There have been many mixed reactions to many of the changes that have gone on in my life since I decided to go to Uganda again. This has in no way been an easy stay this time, but it has taught me so many things, and I know I am still being cared for by God, and He is teaching me to be independent and trust Him more. I feel like I'm coming into my own as a woman.

I have been a woman who has let fear rule her life - my whole life. There have only been about three decisions I've made in my life that were free of fear. That's all I can think of. And, in my mind, I know that I have nothing to be afraid of - God will take care of me if I trust in Him and give Him my life. My mind knows that. But sometimes my heart is a little bit slower. I know I'm coming to the end of one season of life, and seeing the horizon of the new one. And this Fear is a little like a comfort blanket. I hold it close to my face and feel it rub against my face. It's strange how something like Fear can turn into a comfort. But it's been with me my whole life. God is calling me on it - now 25 years old - to say, "Holly. Why do you still need Fear as a friend? Let Me lead you." 

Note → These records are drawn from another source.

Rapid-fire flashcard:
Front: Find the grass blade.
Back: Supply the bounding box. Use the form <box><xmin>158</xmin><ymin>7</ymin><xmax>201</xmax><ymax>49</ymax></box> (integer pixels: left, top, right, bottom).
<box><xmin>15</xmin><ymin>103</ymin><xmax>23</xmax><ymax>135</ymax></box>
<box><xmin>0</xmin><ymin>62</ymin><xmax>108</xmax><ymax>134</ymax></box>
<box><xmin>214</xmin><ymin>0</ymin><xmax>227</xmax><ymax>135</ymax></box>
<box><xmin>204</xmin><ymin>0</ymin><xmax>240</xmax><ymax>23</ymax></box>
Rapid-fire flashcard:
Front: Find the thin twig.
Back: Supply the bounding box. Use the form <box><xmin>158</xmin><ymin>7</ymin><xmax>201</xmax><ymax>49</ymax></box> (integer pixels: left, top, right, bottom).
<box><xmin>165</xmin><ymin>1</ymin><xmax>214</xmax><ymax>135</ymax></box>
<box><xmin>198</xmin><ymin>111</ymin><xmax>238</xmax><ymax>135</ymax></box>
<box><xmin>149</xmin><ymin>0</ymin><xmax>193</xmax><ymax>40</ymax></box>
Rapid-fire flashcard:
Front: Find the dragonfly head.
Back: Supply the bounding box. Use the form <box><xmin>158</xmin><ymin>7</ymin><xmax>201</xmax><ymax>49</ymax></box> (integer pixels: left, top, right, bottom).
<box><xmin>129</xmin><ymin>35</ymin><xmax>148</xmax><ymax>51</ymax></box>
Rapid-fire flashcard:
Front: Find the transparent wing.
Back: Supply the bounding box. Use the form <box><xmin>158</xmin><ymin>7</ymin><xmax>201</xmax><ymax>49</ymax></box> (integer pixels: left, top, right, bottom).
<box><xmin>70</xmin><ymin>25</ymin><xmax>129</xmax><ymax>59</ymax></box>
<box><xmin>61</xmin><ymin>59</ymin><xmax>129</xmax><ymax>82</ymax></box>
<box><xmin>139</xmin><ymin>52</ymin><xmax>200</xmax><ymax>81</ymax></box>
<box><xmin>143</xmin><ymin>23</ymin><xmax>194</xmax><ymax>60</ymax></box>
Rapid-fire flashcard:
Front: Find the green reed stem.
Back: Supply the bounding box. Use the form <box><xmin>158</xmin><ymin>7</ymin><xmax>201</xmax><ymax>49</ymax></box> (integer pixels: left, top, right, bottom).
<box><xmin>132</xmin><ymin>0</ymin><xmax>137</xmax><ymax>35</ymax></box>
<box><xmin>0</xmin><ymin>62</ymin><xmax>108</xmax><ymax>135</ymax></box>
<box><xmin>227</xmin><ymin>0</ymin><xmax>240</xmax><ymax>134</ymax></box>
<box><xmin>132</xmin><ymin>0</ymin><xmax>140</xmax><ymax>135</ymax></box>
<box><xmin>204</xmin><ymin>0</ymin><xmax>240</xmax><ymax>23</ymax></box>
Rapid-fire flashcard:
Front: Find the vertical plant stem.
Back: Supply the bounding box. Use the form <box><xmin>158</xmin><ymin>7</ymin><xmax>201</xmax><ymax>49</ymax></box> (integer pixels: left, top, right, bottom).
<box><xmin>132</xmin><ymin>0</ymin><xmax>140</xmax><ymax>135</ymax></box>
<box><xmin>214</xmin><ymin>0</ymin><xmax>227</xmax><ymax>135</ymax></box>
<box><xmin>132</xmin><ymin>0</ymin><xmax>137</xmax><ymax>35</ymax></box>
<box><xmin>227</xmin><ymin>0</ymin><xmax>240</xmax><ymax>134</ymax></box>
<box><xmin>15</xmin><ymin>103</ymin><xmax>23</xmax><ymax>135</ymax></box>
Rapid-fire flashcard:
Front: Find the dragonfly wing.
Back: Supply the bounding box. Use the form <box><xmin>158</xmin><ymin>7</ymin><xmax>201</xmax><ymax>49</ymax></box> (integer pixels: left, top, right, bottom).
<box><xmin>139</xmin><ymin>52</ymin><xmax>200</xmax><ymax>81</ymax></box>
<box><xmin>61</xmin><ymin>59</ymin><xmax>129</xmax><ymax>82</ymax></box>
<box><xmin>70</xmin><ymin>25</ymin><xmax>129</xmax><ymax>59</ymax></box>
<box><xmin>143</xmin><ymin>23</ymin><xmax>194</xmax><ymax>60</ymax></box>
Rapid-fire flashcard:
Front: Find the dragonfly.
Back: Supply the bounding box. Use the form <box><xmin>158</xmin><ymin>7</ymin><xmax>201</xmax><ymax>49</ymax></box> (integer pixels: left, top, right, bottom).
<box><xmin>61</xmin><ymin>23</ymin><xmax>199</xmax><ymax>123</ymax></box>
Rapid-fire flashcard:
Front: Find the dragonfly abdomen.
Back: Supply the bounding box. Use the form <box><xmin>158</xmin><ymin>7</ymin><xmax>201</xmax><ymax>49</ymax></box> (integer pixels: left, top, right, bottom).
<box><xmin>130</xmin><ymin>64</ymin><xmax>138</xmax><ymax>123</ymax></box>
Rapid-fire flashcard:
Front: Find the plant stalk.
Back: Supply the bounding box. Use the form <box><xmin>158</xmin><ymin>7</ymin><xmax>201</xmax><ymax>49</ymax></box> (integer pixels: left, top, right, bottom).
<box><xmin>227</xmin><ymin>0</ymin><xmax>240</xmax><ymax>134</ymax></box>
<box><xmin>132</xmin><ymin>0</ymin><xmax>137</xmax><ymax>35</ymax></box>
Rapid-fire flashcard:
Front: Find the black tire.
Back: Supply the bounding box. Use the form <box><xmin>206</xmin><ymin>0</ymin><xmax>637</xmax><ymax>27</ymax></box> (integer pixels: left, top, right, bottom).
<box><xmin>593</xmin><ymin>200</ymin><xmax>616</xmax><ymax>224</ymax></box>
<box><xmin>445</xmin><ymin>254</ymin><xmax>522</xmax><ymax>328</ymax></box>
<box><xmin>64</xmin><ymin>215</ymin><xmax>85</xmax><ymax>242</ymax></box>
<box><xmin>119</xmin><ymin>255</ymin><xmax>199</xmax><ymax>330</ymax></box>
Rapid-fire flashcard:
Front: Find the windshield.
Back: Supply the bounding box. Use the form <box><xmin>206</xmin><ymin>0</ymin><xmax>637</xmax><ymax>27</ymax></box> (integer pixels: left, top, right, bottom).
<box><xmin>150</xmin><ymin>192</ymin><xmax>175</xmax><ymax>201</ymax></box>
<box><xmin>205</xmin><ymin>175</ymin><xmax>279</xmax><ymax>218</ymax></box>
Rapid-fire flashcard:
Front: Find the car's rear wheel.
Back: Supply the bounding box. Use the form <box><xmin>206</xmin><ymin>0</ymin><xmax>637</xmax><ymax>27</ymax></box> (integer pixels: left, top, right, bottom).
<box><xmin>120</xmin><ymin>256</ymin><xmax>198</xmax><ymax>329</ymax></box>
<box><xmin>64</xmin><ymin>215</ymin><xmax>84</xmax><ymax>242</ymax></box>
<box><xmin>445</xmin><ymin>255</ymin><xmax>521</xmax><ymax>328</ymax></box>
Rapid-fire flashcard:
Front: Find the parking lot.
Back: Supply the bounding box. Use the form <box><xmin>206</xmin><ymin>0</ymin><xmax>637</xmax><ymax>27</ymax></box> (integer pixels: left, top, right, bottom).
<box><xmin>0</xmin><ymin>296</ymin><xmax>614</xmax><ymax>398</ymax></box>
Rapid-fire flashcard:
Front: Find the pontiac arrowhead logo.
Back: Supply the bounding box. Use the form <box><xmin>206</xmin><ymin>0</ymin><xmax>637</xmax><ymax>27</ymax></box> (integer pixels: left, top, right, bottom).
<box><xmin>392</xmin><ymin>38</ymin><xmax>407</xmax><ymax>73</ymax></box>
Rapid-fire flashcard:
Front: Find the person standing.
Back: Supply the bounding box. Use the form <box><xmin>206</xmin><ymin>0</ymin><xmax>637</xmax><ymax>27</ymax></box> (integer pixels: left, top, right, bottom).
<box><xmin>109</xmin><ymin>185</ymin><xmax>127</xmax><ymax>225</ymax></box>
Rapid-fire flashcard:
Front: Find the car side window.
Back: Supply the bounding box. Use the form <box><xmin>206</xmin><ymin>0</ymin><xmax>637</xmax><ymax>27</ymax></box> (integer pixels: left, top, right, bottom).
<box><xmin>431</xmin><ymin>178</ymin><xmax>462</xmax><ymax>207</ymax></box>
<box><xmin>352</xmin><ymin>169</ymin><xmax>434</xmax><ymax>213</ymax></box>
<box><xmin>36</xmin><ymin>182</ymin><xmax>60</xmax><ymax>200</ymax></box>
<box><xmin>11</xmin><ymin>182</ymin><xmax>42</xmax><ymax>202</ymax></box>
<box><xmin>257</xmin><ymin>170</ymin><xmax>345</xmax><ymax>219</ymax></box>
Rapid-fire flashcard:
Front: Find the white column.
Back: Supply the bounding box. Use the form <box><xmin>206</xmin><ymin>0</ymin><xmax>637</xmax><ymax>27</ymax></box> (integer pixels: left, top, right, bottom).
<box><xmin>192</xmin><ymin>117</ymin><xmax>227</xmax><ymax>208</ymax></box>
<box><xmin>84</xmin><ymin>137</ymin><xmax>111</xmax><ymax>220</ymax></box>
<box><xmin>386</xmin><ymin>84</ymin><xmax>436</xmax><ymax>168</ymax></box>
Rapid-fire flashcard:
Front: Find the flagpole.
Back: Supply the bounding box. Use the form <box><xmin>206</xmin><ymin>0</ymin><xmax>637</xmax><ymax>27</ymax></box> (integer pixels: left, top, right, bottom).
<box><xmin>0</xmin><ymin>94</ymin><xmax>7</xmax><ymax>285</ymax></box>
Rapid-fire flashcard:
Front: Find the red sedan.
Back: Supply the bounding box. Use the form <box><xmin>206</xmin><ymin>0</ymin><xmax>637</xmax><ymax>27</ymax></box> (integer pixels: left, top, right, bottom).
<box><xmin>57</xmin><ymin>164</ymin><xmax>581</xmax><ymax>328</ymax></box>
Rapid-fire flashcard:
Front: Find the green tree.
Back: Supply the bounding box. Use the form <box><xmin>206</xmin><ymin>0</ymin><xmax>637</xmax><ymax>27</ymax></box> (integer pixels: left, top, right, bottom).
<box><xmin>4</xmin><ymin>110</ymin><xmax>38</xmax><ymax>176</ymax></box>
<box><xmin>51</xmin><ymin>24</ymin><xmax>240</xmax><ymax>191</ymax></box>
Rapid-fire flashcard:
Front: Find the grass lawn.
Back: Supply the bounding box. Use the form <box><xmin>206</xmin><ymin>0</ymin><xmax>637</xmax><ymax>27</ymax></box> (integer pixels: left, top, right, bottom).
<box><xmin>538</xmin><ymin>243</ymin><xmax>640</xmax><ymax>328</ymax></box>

And I have to say, my fiancée has been an incredible blessing in this way. He has so much patience and understanding and encouragement for me when I can't seem to see outside of Fear. Fear is a strange thing. It lies to you and says you're alone when you're in a room full of people, and says no one could ever understand - that you burden others with your burdens and make their lives more difficult. It says you need to control everything and be in charge of the little and big things, in case someone messes up and everything goes wrong. Fear is the opposite of Trust. That is what God has been reminding me of. Trust.

Yeah, I have trust issues. And I'm going to admit that. I know every person on the planet has the same issue, in one way or another, although our issues are all as different as we are. But to the person who is reading this blog post thinking, "yeah, this is me," I say to you: ask God to remind you of who He is. And how He feels about you.

So as I am preparing to wrap up the next week and a half here in Uganda, I am trying not to be afraid of the future, or sad at the thought of leaving so many people behind that I love - and people who have become my family. But God knows what's ahead, and I know I can trust Him in all He does. He's a good Father. Sometimes with so many things unknown that's the only thing I can remind myself of.